Absolutely in animal models, there is no question about it.
    Mr. Kucinich. Dr. Akil, you said something that I thought 
was, everything you said, all the witnesses, is very important. 
But you said our brains are modeled by the social environment. 
That parallels the studies of David Bohm, the quantum 
physicist, who said that the world is a hologram of the brain, 
which is a hologram of the world. He was really looking at the 
holonomic theories of Karl Pribram. They got together and 
addressed the issue of the brain in a more global way, which is 
what your testimony, I assume, is advocating. When you talk 
about the choreography of the brain, you are speaking of the 
brain in a much broader sense, instead of things that are site-
specific, you are looking at the brain in terms of its 
vastness?
    Dr.
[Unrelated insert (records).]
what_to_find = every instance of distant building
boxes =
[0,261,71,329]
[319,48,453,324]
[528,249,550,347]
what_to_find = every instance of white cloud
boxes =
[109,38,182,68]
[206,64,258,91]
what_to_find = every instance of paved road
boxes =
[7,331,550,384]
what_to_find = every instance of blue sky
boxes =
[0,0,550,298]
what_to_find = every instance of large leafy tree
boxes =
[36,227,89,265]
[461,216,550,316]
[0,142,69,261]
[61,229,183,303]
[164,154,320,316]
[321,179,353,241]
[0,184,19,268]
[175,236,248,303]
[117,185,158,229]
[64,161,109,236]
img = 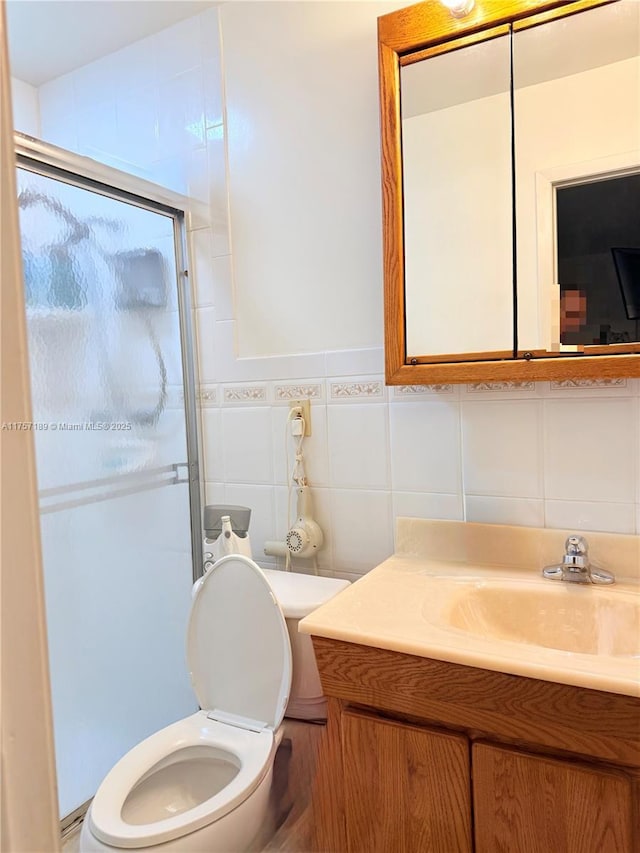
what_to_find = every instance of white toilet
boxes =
[80,555,348,853]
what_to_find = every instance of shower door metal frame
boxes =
[14,132,205,584]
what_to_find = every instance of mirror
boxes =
[513,0,640,352]
[400,33,513,359]
[379,0,640,384]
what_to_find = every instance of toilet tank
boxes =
[263,569,349,720]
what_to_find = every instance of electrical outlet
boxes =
[289,400,311,435]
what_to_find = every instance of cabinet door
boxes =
[341,712,471,853]
[472,743,638,853]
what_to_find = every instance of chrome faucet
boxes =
[542,536,615,584]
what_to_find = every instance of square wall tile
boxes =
[112,35,158,91]
[195,308,219,385]
[222,406,273,483]
[391,491,464,521]
[544,397,640,503]
[116,86,158,166]
[211,255,235,320]
[544,501,638,533]
[200,409,224,481]
[464,495,544,527]
[331,489,393,573]
[155,15,202,80]
[327,403,389,489]
[389,400,461,494]
[461,399,542,498]
[204,481,224,504]
[158,68,205,157]
[38,74,76,127]
[189,228,216,306]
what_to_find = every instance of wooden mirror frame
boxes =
[378,0,640,385]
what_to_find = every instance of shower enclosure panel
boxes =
[18,159,197,817]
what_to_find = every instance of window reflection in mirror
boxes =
[400,34,513,358]
[513,0,640,351]
[556,174,640,346]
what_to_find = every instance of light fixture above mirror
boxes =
[440,0,475,18]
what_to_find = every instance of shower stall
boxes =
[12,135,202,826]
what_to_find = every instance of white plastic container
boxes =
[263,569,350,720]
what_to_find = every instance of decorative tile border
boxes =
[393,385,453,398]
[165,385,184,409]
[549,379,627,391]
[467,382,536,394]
[331,381,384,400]
[274,383,322,402]
[196,386,218,409]
[223,385,267,403]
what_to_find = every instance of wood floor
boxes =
[62,720,324,853]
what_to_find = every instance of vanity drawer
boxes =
[313,637,640,768]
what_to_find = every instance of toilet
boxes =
[80,554,348,853]
[263,569,351,721]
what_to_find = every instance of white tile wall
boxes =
[35,4,640,577]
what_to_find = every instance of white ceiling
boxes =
[6,0,217,86]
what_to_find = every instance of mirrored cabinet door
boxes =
[513,0,640,355]
[378,0,640,385]
[400,31,514,360]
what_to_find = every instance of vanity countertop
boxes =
[300,519,640,697]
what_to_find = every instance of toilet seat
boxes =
[88,554,291,848]
[88,711,275,848]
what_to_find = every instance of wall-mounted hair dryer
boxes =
[264,486,324,558]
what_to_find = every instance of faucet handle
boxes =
[562,535,589,572]
[564,534,589,557]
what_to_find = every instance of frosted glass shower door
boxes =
[18,161,197,816]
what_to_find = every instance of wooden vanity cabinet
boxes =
[341,711,472,853]
[472,743,638,853]
[312,637,640,853]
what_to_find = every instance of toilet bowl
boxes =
[80,555,291,853]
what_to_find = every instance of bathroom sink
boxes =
[441,580,640,658]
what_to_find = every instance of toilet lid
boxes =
[187,554,291,730]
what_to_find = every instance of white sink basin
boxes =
[441,580,640,658]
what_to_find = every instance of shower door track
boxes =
[14,133,206,581]
[38,462,189,515]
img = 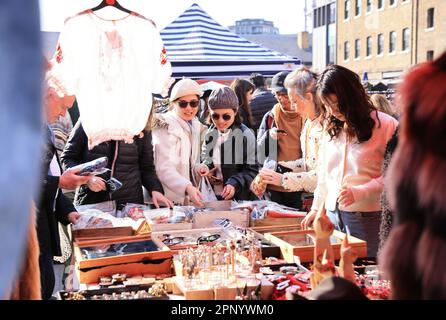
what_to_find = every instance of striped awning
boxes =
[161,4,300,79]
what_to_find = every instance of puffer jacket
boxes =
[251,88,277,130]
[201,124,259,200]
[61,121,164,209]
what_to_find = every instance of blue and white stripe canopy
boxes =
[161,4,300,79]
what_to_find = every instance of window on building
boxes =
[366,0,372,12]
[344,41,350,60]
[366,37,372,57]
[378,0,384,9]
[355,39,361,59]
[328,3,336,24]
[355,0,362,16]
[427,8,435,28]
[389,31,396,52]
[344,0,350,19]
[376,33,384,55]
[426,50,434,61]
[402,28,410,51]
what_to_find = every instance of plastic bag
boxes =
[250,160,276,198]
[200,177,217,202]
[70,157,110,176]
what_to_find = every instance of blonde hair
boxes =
[370,93,394,116]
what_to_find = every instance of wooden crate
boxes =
[249,217,303,229]
[69,225,135,241]
[193,210,249,229]
[74,235,172,283]
[152,228,227,254]
[265,229,367,263]
[249,224,302,235]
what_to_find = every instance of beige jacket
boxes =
[152,110,205,203]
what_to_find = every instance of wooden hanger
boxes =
[91,0,132,13]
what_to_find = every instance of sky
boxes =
[39,0,311,34]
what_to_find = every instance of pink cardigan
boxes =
[312,112,398,212]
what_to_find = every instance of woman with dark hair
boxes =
[379,52,446,299]
[302,65,398,257]
[230,78,255,130]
Akil. Yes. I think the idea is that things are 
integrated both in space and in time in the brain. That is how 
new functions emerge that we cannot comprehend by looking too 
molecularly. And the brain is the place where nature and 
nurture meet. So the social environment is just as important as 
the genes that we are born with.
    Mr. Kucinich. The work, then, of let's say a Maslow becomes 
relevant?
    Dr. Akil. Right.
    Mr. Kucinich. The work of Carl Rogers becomes relevant.
    Dr. Akil. Exactly, yes.
    Mr. Kucinich. I would just like conclude by saying one 
other thing. That is, we have spent time talking about 
soldiers, and Dr. Parker, thank you for bringing this very 
specific study of the impact of war, the physical impact of war 
and the long-term impact of war. We also need to look at post-
9/11 America, when you talk about the social environment, the 
brain being modeled by social environment. We have an America 
that has been filled with fear and violence, whether it is 
vicarious through the media. That has to have an effect, it 
just does. I would like that to be a subject of perhaps another 
hearing in which maybe we can ask some of you to come.
    We have 2 minutes to vote, Representative Kennedy.
    Thank you for your dedication. As Chair, I can promise you 
that our subcommittee is going to stay in touch with each and 
every one of you. I think the work that you are doing is 
important to the future of the world. Thank you.
    [Whereupon, at 5:35 p.m., the subcommittee was adjourned.]